# Dart frog connection



## Malex530. (Aug 2, 2015)

Hey everyone, sorry to bring this up again. Apologies if I anger or offend anyone with this post but I was wondering. 
What exactly is the argument about? I've seen lots of posts but none of them state what actually started the argument over this company. No need to fight with each other, and PLEASE don't. 
Thanks! 


Sent from my iPad using Tapatalk


----------



## epiphytes etc. (Nov 22, 2010)

Basically, they hired an infamous member who was known from some shady dealings. Then they started buying likes on the facebooks and doing a couple other things like that. In retrospect, I don't think it would have blown up so bad if we only knew of the firestorm on the horizon. Dfw was the best thing that could have happened to them


----------



## Dane (Aug 19, 2004)

epiphytes etc. said:


> Basically, they hired an infamous member who was known from some shady dealings. Then they started buying likes on the facebooks and doing a couple other things like that. In retrospect, I don't think it would have blown up so bad if we only knew of the firestorm on the horizon. Dfw was the best thing that could have happened to them


To my knowledge, said 'Infamous Member' wound up taking over the entire operation some time ago when the original founder/financier lost interest in frogs.


----------



## epiphytes etc. (Nov 22, 2010)

I did not know that.


----------



## pdfCrazy (Feb 28, 2012)

Dane, yes, your correct. Thats why theres very little marketing, facebook activity, or changes to his website now going on.


----------



## Spaff (Jan 8, 2011)

Interesting to hear that Taron is now fully running the show there.


----------



## Cgorum (Aug 4, 2015)

Hello, the post that mentions DFW being the best thing to ever happen to DFC, (I'm sorry I dont know how to tag others comments yet), what do they mean by that? I placed an order to DFC on friday and have yet to receive it or any word on its status even. I am worried the company may not be active anymore. I read the entire thread (well alot of it) posted in 2013 where members of the board asked to see pictures of DFC operation and honestly got quite heated over Tarons involvement (understandably). The thread was eventually closed and it was decided that DFC had been honest in its answers during that post. Have any recent developments taken place with DFC? They, as stated above, have had no social media activity for months. Im so very worried that I may never see the little frogs I ordered =(


----------



## Cgorum (Aug 4, 2015)

Is this the way to tag a previous comment? If so please forgive my ignorance, but if you will see the comment I posted at the bottom of this thread. I just joined the board today to ask the questions I asked below, thank you


----------



## carola1155 (Sep 10, 2007)

Malex530. said:


> What exactly is the argument about? I've seen lots of posts but none of them state what actually started the argument over this company.
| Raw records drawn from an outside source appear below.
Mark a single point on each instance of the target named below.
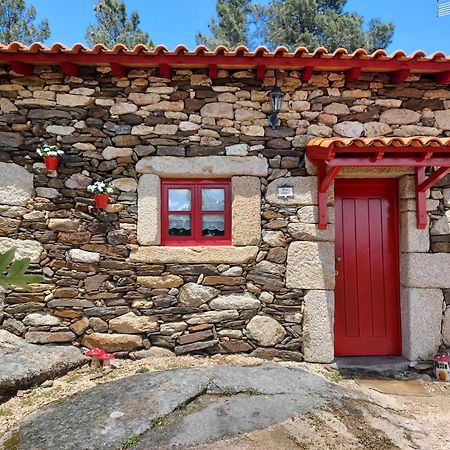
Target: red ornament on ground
(101, 200)
(51, 162)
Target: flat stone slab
(179, 407)
(381, 365)
(22, 364)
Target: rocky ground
(143, 404)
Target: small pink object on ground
(442, 366)
(106, 359)
(95, 354)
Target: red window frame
(196, 212)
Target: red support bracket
(442, 77)
(260, 72)
(118, 70)
(307, 73)
(22, 68)
(324, 181)
(69, 69)
(353, 74)
(434, 178)
(165, 71)
(213, 71)
(399, 76)
(421, 199)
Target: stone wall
(107, 282)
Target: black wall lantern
(276, 100)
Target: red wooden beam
(165, 70)
(322, 197)
(69, 69)
(442, 78)
(22, 68)
(353, 74)
(238, 61)
(421, 200)
(378, 156)
(434, 178)
(392, 161)
(260, 72)
(118, 70)
(400, 76)
(213, 71)
(307, 73)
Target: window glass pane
(179, 225)
(213, 199)
(213, 225)
(179, 199)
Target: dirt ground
(424, 418)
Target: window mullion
(196, 212)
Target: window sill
(195, 255)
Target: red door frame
(354, 292)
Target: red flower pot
(51, 162)
(101, 200)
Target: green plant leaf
(6, 259)
(16, 276)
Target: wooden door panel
(367, 312)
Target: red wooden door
(367, 308)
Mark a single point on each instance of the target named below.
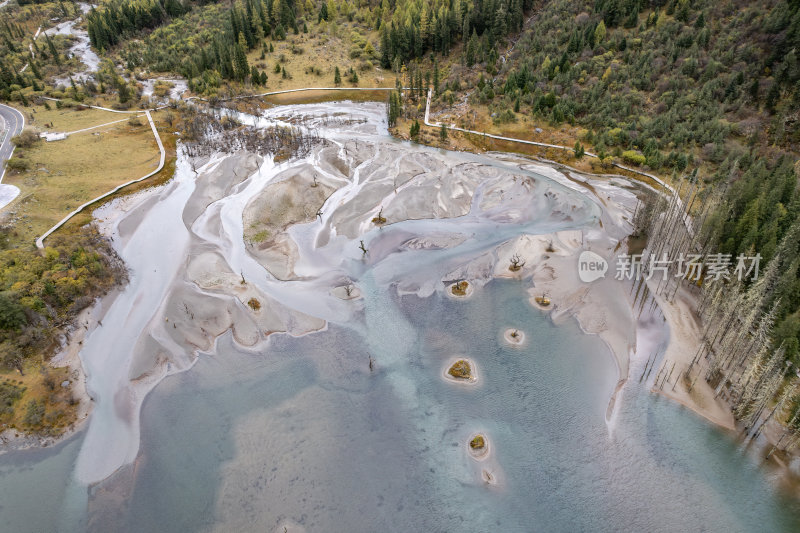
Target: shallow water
(304, 434)
(297, 432)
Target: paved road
(13, 122)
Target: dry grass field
(64, 174)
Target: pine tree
(241, 68)
(436, 78)
(414, 131)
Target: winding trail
(40, 240)
(428, 122)
(13, 121)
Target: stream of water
(297, 432)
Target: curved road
(13, 122)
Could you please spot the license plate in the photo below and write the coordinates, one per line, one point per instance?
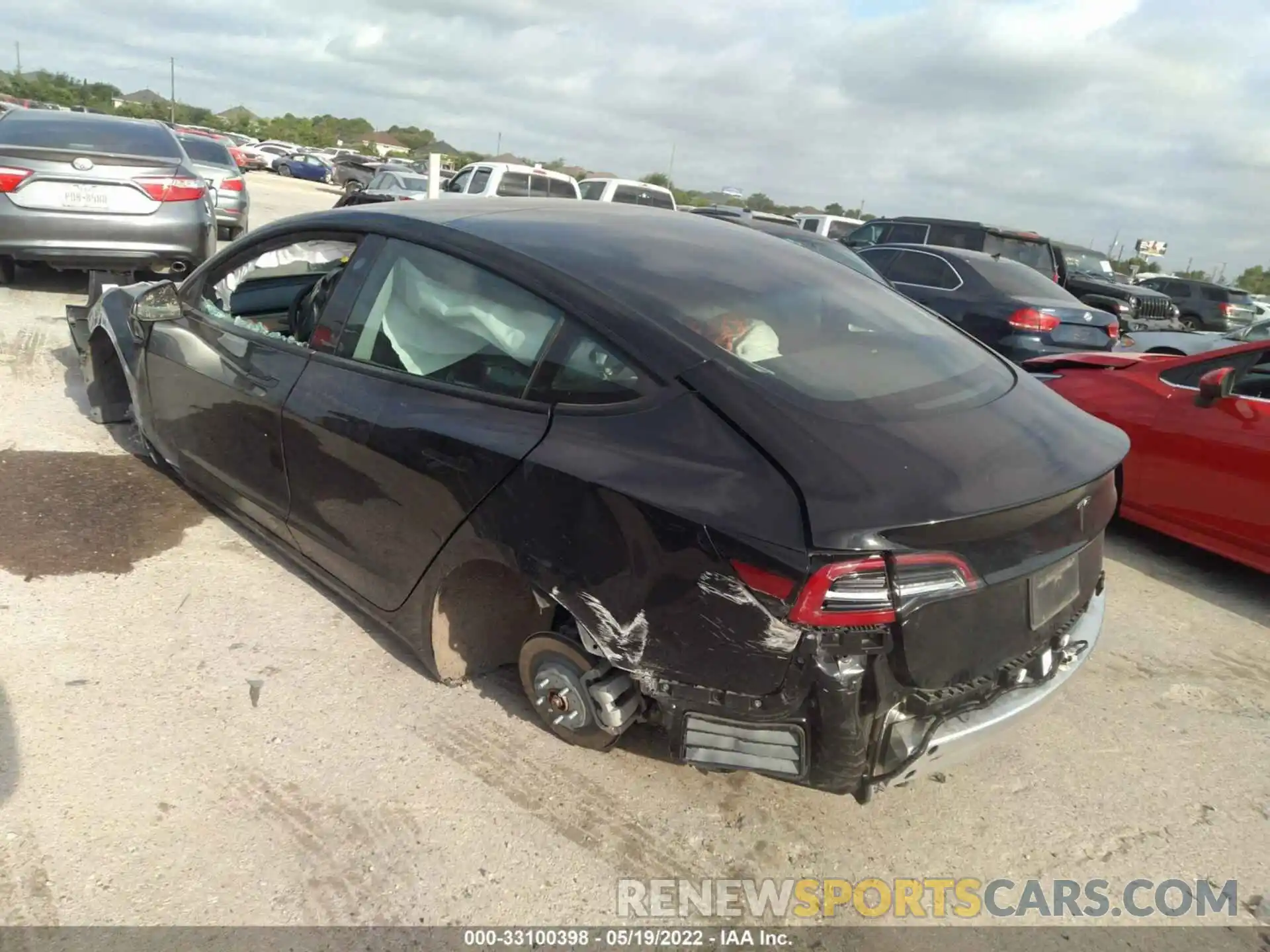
(1052, 589)
(92, 198)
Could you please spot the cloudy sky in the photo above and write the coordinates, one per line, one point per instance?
(1079, 118)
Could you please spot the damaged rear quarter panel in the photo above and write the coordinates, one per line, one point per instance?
(610, 516)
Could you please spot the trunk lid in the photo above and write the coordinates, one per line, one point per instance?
(1010, 488)
(108, 184)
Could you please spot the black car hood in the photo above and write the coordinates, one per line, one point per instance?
(860, 479)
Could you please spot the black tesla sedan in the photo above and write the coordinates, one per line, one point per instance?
(1009, 306)
(676, 473)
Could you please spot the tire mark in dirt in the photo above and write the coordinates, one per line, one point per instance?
(26, 353)
(355, 857)
(587, 815)
(26, 898)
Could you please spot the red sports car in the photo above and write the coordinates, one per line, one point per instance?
(1199, 466)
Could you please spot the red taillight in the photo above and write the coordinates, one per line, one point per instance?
(763, 582)
(169, 188)
(1032, 320)
(859, 592)
(11, 178)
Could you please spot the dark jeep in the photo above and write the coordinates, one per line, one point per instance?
(1089, 276)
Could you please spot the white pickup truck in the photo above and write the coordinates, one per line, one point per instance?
(508, 180)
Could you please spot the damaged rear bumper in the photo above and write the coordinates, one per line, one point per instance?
(818, 736)
(960, 736)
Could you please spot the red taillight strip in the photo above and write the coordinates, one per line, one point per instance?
(171, 188)
(11, 177)
(810, 607)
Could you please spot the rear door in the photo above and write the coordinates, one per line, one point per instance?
(1208, 469)
(417, 416)
(219, 376)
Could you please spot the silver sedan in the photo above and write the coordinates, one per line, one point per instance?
(1191, 342)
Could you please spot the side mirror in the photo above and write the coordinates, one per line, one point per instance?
(158, 303)
(1214, 386)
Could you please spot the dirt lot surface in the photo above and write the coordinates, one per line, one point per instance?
(192, 733)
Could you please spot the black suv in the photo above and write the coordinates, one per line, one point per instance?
(1206, 306)
(1024, 247)
(1089, 276)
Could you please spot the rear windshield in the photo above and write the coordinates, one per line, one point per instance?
(795, 324)
(634, 194)
(1034, 254)
(1013, 280)
(89, 135)
(207, 151)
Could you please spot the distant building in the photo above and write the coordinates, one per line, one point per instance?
(385, 143)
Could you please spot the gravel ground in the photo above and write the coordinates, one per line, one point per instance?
(142, 783)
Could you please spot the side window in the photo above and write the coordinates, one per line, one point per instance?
(907, 233)
(435, 317)
(582, 370)
(954, 237)
(1255, 382)
(923, 270)
(879, 259)
(257, 294)
(460, 182)
(480, 178)
(515, 184)
(560, 188)
(867, 235)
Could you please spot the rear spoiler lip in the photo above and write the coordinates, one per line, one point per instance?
(1093, 361)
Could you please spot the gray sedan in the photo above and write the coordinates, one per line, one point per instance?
(91, 192)
(228, 186)
(1193, 342)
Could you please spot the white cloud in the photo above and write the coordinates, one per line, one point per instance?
(1078, 118)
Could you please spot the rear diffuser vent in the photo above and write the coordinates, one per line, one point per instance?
(714, 743)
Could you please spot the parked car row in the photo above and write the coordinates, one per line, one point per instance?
(1085, 273)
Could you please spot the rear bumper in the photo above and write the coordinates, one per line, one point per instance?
(960, 738)
(106, 241)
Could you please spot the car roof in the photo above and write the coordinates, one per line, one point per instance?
(628, 182)
(962, 254)
(64, 116)
(1000, 230)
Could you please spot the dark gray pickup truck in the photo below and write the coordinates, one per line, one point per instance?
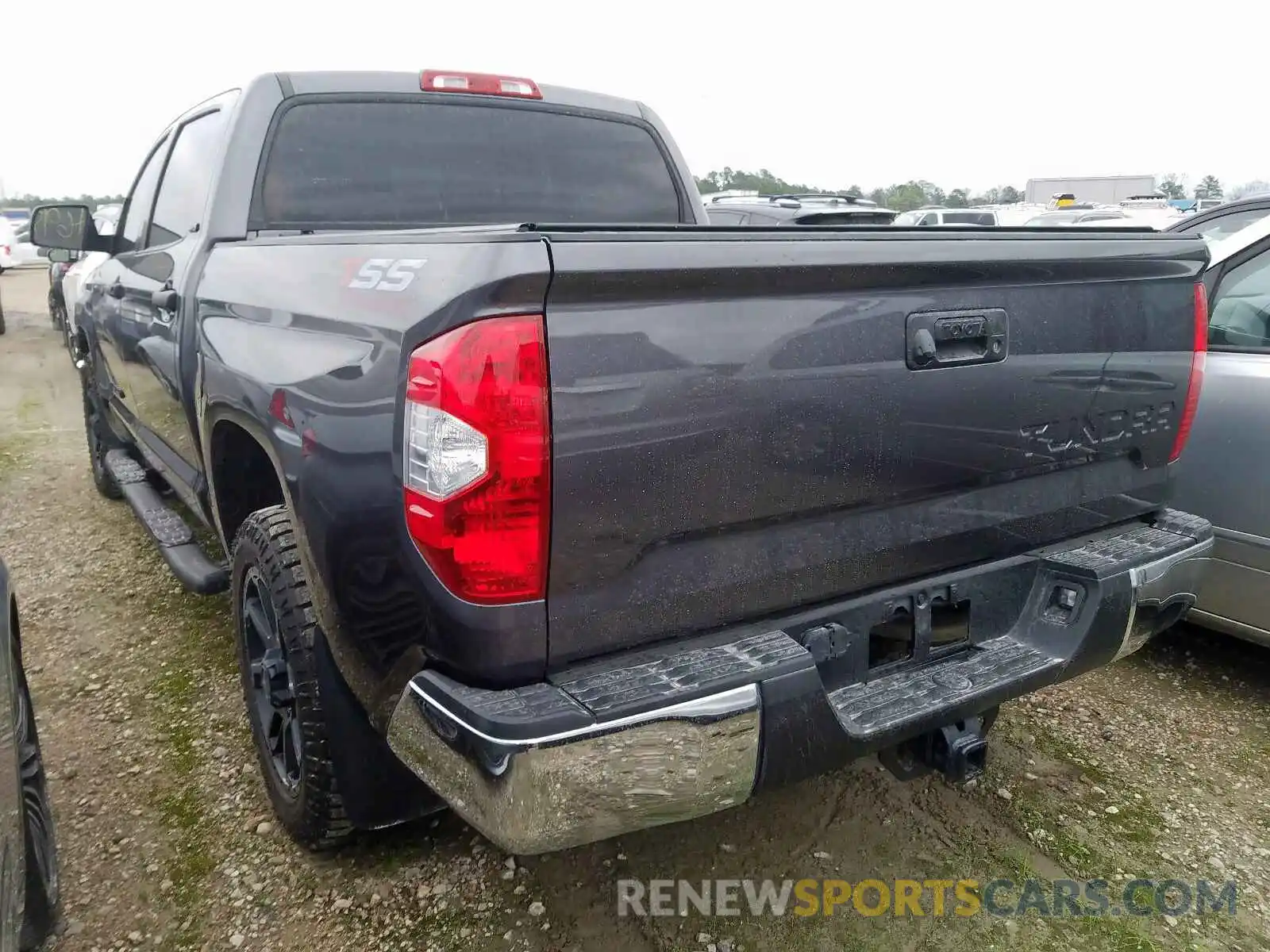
(540, 498)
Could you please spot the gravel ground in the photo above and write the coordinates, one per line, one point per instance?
(1156, 767)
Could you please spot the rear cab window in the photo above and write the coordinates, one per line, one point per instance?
(417, 163)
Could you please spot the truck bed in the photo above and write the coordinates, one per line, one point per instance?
(741, 431)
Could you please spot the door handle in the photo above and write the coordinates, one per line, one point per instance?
(956, 338)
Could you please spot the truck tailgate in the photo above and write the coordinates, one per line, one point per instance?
(749, 424)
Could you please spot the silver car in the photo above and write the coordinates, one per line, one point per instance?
(1222, 474)
(29, 846)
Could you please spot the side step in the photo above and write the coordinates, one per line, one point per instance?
(175, 539)
(991, 672)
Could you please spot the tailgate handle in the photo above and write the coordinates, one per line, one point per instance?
(956, 338)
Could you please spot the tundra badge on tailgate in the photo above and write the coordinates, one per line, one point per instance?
(387, 273)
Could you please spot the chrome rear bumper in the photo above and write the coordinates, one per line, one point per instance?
(552, 793)
(673, 733)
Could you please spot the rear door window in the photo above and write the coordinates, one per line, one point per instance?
(1225, 225)
(412, 164)
(187, 179)
(1241, 314)
(141, 201)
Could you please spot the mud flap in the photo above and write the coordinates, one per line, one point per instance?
(378, 789)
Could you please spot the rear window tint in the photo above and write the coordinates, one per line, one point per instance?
(418, 164)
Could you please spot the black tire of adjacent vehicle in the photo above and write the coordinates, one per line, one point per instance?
(99, 441)
(41, 839)
(314, 812)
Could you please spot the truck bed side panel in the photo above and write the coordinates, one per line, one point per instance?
(737, 432)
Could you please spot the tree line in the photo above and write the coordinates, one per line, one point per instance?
(905, 197)
(901, 197)
(93, 202)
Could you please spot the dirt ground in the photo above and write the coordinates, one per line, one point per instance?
(1156, 767)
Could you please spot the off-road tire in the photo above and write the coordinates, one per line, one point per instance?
(313, 810)
(42, 892)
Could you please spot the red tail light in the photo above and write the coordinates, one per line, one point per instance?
(479, 83)
(1197, 380)
(478, 457)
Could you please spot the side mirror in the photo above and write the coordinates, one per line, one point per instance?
(67, 226)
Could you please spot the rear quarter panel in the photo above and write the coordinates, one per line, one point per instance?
(279, 321)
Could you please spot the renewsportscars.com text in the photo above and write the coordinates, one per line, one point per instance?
(920, 898)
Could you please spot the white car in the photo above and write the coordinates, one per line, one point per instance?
(924, 217)
(8, 239)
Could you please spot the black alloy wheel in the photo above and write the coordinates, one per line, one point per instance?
(272, 682)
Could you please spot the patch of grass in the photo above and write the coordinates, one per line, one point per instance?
(1060, 841)
(181, 804)
(1064, 749)
(1138, 823)
(29, 408)
(1117, 935)
(14, 451)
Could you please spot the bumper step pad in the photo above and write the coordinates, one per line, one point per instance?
(991, 672)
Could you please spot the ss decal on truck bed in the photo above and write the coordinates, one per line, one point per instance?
(387, 273)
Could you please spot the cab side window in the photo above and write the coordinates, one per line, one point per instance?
(141, 201)
(187, 179)
(1241, 313)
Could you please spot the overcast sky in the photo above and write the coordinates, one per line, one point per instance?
(963, 94)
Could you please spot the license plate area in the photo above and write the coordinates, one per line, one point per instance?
(897, 632)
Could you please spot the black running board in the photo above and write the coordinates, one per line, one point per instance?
(986, 676)
(173, 537)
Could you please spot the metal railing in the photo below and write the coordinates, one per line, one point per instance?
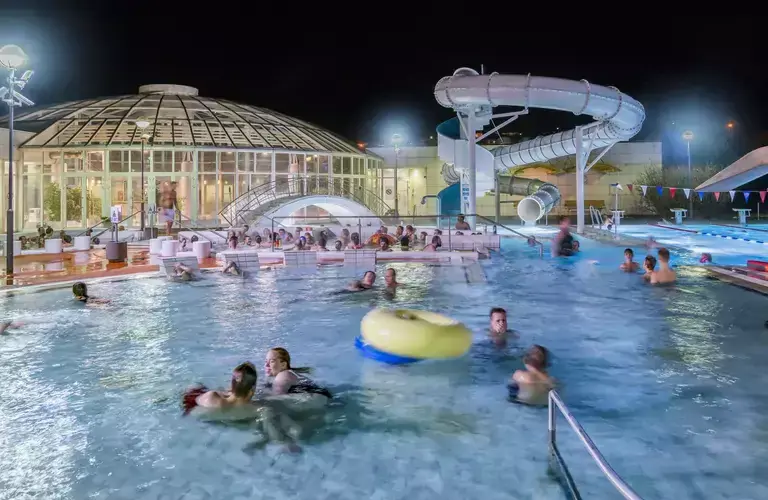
(286, 188)
(554, 402)
(517, 233)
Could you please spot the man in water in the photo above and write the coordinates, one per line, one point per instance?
(168, 206)
(499, 331)
(629, 265)
(562, 244)
(461, 224)
(665, 274)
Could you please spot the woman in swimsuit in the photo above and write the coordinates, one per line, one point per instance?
(80, 291)
(285, 380)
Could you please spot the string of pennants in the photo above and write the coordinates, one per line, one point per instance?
(687, 192)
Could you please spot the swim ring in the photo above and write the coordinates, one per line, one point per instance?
(415, 334)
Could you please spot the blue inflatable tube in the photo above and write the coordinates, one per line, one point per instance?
(371, 352)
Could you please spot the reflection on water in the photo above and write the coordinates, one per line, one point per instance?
(665, 380)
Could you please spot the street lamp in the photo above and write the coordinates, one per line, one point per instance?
(688, 137)
(12, 58)
(142, 125)
(396, 140)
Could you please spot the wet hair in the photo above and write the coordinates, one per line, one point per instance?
(663, 255)
(244, 378)
(497, 310)
(79, 289)
(537, 357)
(282, 355)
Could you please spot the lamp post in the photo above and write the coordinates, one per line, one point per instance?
(396, 140)
(12, 58)
(688, 137)
(142, 125)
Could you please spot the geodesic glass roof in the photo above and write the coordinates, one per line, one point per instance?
(177, 117)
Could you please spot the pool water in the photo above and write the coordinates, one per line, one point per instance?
(665, 380)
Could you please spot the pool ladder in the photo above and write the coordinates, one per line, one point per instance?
(555, 403)
(596, 216)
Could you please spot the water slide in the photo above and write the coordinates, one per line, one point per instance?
(618, 118)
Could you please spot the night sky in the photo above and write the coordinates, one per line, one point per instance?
(348, 74)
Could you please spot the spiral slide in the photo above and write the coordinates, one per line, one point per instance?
(618, 118)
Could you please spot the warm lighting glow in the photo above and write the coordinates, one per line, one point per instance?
(12, 57)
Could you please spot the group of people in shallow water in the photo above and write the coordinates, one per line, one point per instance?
(565, 245)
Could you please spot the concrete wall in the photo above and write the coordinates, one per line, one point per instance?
(419, 172)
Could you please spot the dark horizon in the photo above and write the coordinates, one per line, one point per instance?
(701, 76)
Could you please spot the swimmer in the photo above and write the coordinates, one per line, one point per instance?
(499, 329)
(665, 274)
(287, 380)
(532, 385)
(80, 291)
(562, 244)
(390, 278)
(183, 272)
(629, 265)
(649, 266)
(369, 278)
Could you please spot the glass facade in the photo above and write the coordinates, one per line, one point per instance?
(85, 156)
(75, 189)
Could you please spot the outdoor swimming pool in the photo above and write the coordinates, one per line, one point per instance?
(664, 380)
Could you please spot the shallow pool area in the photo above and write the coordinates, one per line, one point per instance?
(665, 381)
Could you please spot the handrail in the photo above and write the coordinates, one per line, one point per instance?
(621, 486)
(283, 188)
(527, 237)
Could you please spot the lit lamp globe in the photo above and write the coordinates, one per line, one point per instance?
(12, 57)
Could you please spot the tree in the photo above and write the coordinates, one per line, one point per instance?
(707, 208)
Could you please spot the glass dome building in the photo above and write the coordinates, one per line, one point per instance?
(79, 158)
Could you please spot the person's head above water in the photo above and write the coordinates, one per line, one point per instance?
(498, 320)
(650, 262)
(537, 358)
(390, 276)
(79, 289)
(244, 378)
(663, 255)
(279, 360)
(369, 278)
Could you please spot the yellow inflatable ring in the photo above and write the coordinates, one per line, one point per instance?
(415, 334)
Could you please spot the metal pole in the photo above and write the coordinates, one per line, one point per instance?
(142, 188)
(690, 182)
(9, 214)
(397, 211)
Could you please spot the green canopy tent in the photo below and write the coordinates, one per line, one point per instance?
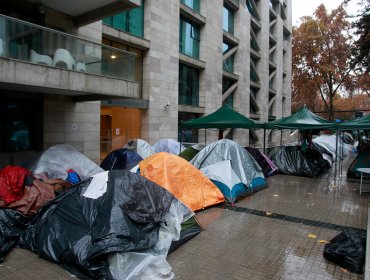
(357, 124)
(303, 119)
(223, 118)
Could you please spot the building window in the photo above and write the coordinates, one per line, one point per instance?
(188, 135)
(228, 20)
(252, 8)
(20, 125)
(131, 21)
(228, 64)
(189, 38)
(193, 4)
(188, 85)
(137, 64)
(229, 101)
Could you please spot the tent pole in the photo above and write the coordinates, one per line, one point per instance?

Lots of information over on faunaclassifieds... goes way back all the way to 2002.


----------



## Malex530. (Aug 2, 2015)

Thanks everyone! I had no idea about all of this.


----------



## bsr8129 (Sep 23, 2010)

There was a long thread on here that got deleted, would be helpful.


----------



## carola1155 (Sep 10, 2007)

.........deleted?

http://www.dendroboard.com/forum/general-discussion/109537-dart-frog-connection.html


----------



## bsr8129 (Sep 23, 2010)

There was another one, and it is referenced in the thread about it being blocked, then later deleted.


----------